« L’Histoire n’est pas le lieu de l’adhésion. On n’a pas à adhérer au passé comme à un parti. Il ne fait pas sens de croire à des blocs d’héritage indissolubles, qui appartiennent à l’un ou l’autre. Le passé ne se fixe pas par testament chez le notaire. Les événements ne sont pas des clauses testamentaires. »
Nicolas Offenstadt
Succès de librairie indéniable, Le Métronome se présente comme un ouvrage d’histoire accessible au plus grand nombre. Un objet cool dont l’apparence et le discours se veulent iconoclastes, remettant en question une histoire jugée trop froide et entachée d’idéologie.
Décliné sous une version illustrée, puis à la télé, c’est aussi un phénomène marketing soutenu par des médias complaisants, pour ne pas dire complices, certains tirant grand profit de l’objet et de ses clones (la chaîne Histoire et France Télévisions pour ne citer que ces deux exemples).
Également accrédité par des politiques, dont on se demande s’ils ont vraiment pris connaissance de l’ouvrage, Le Métronome se trouve ainsi doté des attributs d’une autorité scientifique sans en avoir suivi le cheminement ni la méthode.
Mais tout ceci ne serait finalement pas très grave, si de surcroît Loránt Deutsch, sous prétexte de dénoncer une histoire instrumentalisée, ne tentait pas à son tour d’imposer une conception réactionnaire du passé, réactivant ainsi une antienne de la Droite nationaliste la plus rance dont les précurseurs se nomment de Maistre, Bainville, Maurras et Guitry.
Œuvre nécessaire et courageuse, le court essai de William Blanc, Aurore Chéry et Christophe Naudin fait le point sur le phénomène Métronome. Ces historiens montrent les lacunes flagrantes de l’ouvrage, mettant en lumière le projet idéologique qui sous-tend le propos de Deutsch. Ils relèvent que le vibrionnant acteur est au mieux un crétin utile au courant anti-républicain (et pourquoi pas anti-démocratique), au pire un zélote des idées les plus méphitiques de la Droite française.

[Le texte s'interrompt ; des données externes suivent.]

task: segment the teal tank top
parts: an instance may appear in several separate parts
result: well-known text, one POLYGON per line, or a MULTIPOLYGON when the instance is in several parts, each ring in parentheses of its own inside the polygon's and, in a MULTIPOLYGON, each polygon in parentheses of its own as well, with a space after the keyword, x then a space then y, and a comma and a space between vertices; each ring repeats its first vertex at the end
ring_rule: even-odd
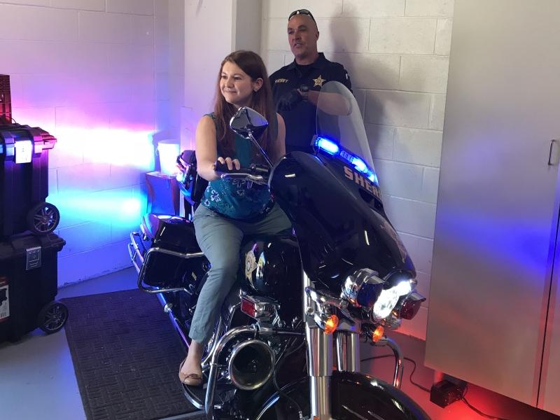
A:
MULTIPOLYGON (((214 119, 214 114, 207 114, 214 119)), ((235 151, 232 158, 237 159, 241 167, 248 167, 251 157, 251 141, 235 135, 235 151)), ((220 155, 219 146, 218 156, 220 155)), ((244 220, 265 216, 274 202, 267 186, 245 180, 217 179, 208 183, 201 203, 205 207, 226 217, 244 220)))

Loránt Deutsch est une figure sympathique du show business habitué aux comédies populaires sans conséquence. Avec Le Métronome, il profite de sa notoriété pour investir le champ de l’Histoire. Il se présente comme un trublion venu semer du poil à gratter au cœur des citadelles de la connaissance historique. Il se décrit comme un conteur, un passeur, mais qui n’invente rien !
D’entrée de jeu, le projet de l’acteur n’apparaît pas très clair. Et ses propos, cités à plusieurs reprises dans l’essai, ne viennent en rien disperser le doute. Deutsch dit apporter un éclairage sur le passé, un éclairage dégagé du matérialisme de l’étude scientifique des faits passés. L’acteur n’accepte les faits scientifiques que s’ils accréditent sa chapelle. Comme un bonus, car s’il est bien une histoire qu’il réprouve, c’est celle enseignée à l’université (« l’histoire est un mensonge en sursis, un falsificationnisme ») et dans l’Éducation nationale (dont il méconnaît manifestement les programmes). Froide, désincarnée, elle ne conduirait les élèves qu’à la désaffection pour le passé quand elle ne chercherait simplement pas à les embrigader.

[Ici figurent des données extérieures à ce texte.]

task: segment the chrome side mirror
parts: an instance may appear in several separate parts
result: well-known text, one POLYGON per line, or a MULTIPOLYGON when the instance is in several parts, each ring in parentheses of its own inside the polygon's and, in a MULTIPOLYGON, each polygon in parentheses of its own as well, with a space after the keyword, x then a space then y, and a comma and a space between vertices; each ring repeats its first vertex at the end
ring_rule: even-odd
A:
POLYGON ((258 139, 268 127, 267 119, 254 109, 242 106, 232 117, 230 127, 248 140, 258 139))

Si l’on comprend assez rapidement ce que fustige Deutsch, son projet peine à apparaître. Pourtant peu à peu, il se dégage une ligne directrice des déclarations contradictoires, pour le moins embrouillées, de l’acteur. Selon lui, l’histoire est porteuse de morale. Récit, forcément national, elle se fixe pour but d’édifier le (bon) peuple, laissant de côté toute réflexion et toute analyse pour privilégier l’émotion et le goût pour le sensationnel. Ainsi l’Histoire se confondrait avec l’identité nationale, une identité bien entendu chrétienne et royaliste.
Pour Deutsch, il existe une continuité du passé de la France, un riche legs pour paraphraser Renan, dont on doit être fier. Cette foi trouve ses racines dans une vision de la monarchie idéalisée « propre à faire rêver les midinettes, fidèles lectrices de Point de vue : Images du monde. » Une monarchie ayant fait souche à Paris, capitale de la France depuis au moins la fin de l’Empire romain. Ce roman national parisiano-centré a connu pourtant une rupture : la Révolution française.
« L’histoire de notre pays s’est arrêtée en 1793, à la mort de Louis XVI. Cet événement a marqué la fin de notre civilisation, on a coupé la tête à nos racines et depuis on les cherche. »
En effet, la Révolution apparaît à bien des égards comme une apocalypse aux yeux de l’acteur. Elle est la matrice des totalitarismes du XXe siècle – fascisme, nazisme et stalinisme. Elle sert également de cadre au premier génocide, décidé par Robespierre pour ramener la Vendée dans le giron républicain. Le peuple s’y montre violent, capricieux, irrationnel, dépourvu de toute pensée politique et réduit à une multitude haineuse. À grand renfort d’anecdotes frappantes, comme la profanation de la dépouille du (bon) roi Henri IV, Deutsch fait le lit d’une légende noire du peuple, reprenant à son compte tous les stéréotypes du XVIIIe siècle.
De manière générale, tous les événements révolutionnaires du XIXe siècle passent à la moulinette contre-révolutionnaire dans Le Métronome. Ils y figurent comme des ruptures néfastes au cœur des jours fastes de la monarchie. À peine dignes d’être mentionnés, à l’image de la Commune qui passe à la trappe dans l’adaptation TV.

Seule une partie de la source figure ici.